Das Bundesfinanzgericht hat durch den Richter R. in der Beschwerdesache Bf. gegen den Bescheid des Zollamtes Salzburg vom 22. November 2011, Zl. 600000/08019/03/2011, betreffend Altlastenbeitrag und Nebengebühren zu Recht erkannt: 

Der Beschwerde wird teilweise stattgegeben.

Die Vorschreibung des Altlastenbeitrages bleibt unverändert, ein Verspätungszuschlag wird nicht festgesetzt.

Eine Revision an den Verwaltungsgerichtshof ist nach Art. 133 Abs. 4 Bundes-Verfassungsgesetz (B-VG) unzulässig.

Entscheidungsgründe

Dem Zollamt Salzburg wurde von der Bezirkshauptmannschaft A. angezeigt, dass der Beschwerdeführer (Bf.) im Verdacht stehe, zwischen 21. April 2010 und 12. Mai 2010 ca. 100 m³ mineralischen Bauschutt, ca. 10 m³ Altholz und ca. 3 m³ Altmetalle ohne abfallrechtliche Genehmigung auf den Liegenschaften .70 und 25/3, alle KG  B. , eingebaut und trotz Aufforderung keine Altlastenbeitragsanmeldung abgegeben zu haben. Im Zuge einer Außenprüfung gemäß § 147 Abs.1 BAO wurde vom Zollamt Salzburg festgestellt, dass der Bf. Eigentümer eines zwischen November 2009 und Frühjahr 2010 abgetragenen Objektes war. Das Mauerwerk und die Kamine wurden vorerst zwischengelagert und in der Folge auf den Liegenschaften .70 und 25/3, KG B. , einplaniert.

Mit Schreiben vom 6. November 2011 teilte der Bf. dem Zollamt Salzburg mit, dass er das Kalksteinmauerwerk als Füllmaterial für Bodensenken verwendet habe, da ihm der Bürgermeister, ein Bausachverständiger der Bezirkshauptmannschaft A. sowie sein als Baumeister tätiger Bruder und dessen Sohn bestätigt habe, dass kein Problemmaterial vorliegt. Das verwertbare Holz sei wiederverwertet worden, das nicht geeignete Holz werde als Brennholz verwendet.

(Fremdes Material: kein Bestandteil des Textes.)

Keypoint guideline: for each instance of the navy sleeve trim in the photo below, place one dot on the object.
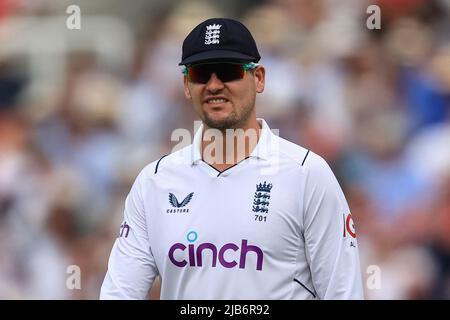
(305, 287)
(157, 164)
(305, 158)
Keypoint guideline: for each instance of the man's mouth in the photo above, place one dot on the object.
(216, 100)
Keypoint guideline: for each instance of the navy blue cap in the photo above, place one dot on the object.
(219, 39)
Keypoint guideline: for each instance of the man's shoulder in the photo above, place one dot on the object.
(170, 160)
(300, 155)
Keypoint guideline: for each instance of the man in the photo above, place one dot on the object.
(234, 216)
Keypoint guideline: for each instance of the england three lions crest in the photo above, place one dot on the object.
(262, 197)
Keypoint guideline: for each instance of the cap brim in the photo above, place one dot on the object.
(216, 55)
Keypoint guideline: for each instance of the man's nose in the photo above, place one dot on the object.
(214, 84)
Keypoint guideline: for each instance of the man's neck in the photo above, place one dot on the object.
(222, 149)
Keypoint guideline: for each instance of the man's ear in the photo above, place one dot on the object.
(187, 92)
(260, 79)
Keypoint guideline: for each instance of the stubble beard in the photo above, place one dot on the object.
(232, 121)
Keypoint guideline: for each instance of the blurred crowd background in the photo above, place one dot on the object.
(83, 111)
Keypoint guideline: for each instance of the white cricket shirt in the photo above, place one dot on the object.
(274, 226)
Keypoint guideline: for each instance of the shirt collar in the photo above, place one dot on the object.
(262, 150)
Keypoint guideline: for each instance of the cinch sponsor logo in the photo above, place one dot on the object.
(195, 253)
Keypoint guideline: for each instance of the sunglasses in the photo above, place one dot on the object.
(226, 72)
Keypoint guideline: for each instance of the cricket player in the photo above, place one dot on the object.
(228, 217)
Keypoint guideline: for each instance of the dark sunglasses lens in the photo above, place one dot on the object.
(224, 71)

Das Altmetall sei derzeit bei ihm gelagert und  werde über den Sperrmüll und die Altwarensammlung entsorgt werden.

Mit Bescheid des Zollamtes Salzburg vom 22. November 2011, Zl. 600000/08019/03/2011, wurde gemäß Art. 201 BAO iVm §§ 3 Abs.1 Z.1 lit. c, 4 Z.3, 5, 6 Abs.1 Z.1 lit.b, 7 und 9 ALSaG für den Bf. ein Altlastenbeitrag für das zweite Quartal 2010 für 145 Tonnen mineralischer Baurestmassen in Höhe von € 1.160,00 sowie ein Verspätungszuschlag in Höhe von € 58,00 festgesetzt. Begründend wurde im Wesentlichen ausgeführt, dass keine zulässige Maßnahme vorliege, da Nachweise für das Vorhandensein eines Qualitätssicherungssystems und das Vorliegen einer Baumaßnahme im unbedingt erforderlichen Ausmaß fehlen. Die Ausnahmebestimmung des § 3 Abs.1a Z.6 ALSaG könne daher nicht zur Anwendung gelangen. Das Umrechnungsgewicht wurde in Anlehnung an eine Aufstellung der Wirtschaftskammer Österreich mit 1,45 Tonnen je m³ Baurestmassen geschätzt.

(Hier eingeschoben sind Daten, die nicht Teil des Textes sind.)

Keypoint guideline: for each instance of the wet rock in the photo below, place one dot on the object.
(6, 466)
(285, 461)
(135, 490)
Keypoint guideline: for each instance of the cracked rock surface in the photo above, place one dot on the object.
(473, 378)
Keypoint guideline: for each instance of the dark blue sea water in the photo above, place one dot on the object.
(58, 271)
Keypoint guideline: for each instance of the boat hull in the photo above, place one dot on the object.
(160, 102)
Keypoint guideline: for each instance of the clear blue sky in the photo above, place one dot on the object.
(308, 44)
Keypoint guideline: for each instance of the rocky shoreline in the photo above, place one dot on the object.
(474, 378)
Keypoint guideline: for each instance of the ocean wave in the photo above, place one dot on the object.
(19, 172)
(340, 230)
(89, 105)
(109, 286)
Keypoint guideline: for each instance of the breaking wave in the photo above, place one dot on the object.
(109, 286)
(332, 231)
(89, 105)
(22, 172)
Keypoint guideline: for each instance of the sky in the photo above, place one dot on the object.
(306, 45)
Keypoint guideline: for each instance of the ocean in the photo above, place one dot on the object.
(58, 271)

Gegen diesen Bescheid hat der Bf. mit Eingabe vom 20. Dezember 2011 binnen offener Frist den Rechtsbehelf der Berufung (nunmehr Beschwerde gemäß §§ 85a ff. ZollR-DG iVm §§ 243 ff. BAO und § 323 Abs.37 ff.) erhoben. Begründend wurde im Wesentlichen ausgeführt, dass das Steinmauermaterial bei der Sanierung der Entwässerungsanlage als Filtermaterial, Deckmaterial über die Rohrleitung, zur Abdeckung der Rollschotterfüllung und zur Bodenstabilisierung wiederverwendet worden sei, da der vorhandene Lehmboden nicht wasserdurchlässig und zur Abdeckung der Kanäle ungeeignet ist. Die Wiederverwertung von Baumaterial aus alten Baubeständen sei seit uralten Zeiten Gepflogenheit und Bürgerrecht.

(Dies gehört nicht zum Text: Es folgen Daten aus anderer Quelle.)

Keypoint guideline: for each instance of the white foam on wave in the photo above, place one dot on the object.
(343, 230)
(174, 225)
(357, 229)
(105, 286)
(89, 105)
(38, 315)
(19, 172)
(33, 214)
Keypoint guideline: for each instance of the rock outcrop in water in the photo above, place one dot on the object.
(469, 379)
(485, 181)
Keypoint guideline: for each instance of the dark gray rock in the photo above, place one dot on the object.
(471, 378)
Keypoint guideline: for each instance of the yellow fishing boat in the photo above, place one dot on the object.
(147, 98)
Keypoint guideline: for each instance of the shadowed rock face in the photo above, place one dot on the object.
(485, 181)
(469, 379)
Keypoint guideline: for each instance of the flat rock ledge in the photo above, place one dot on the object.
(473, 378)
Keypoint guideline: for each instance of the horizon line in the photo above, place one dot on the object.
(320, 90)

Mit Berufungsvorentscheidung des Zollamtes Salzburg vom 27. Februar 2012, Zl. 600000/08019/06/2011, wurde die Berufung als unbegründet abgewiesen. Begründend wurde im Wesentlichen ausgeführt, dass eine für die Beitragsfreiheit erforderliche Qualitätssicherung für das verwendete Material nicht nachgewiesen werden konnte. Obwohl der Bf. von der Abfallbehörde angewiesen wurde, die Verwertung der mineralischen Baurestmassen erst nach Beurteilung durch die Abfallbehörde vorzunehmen, habe er das Material verfüllt.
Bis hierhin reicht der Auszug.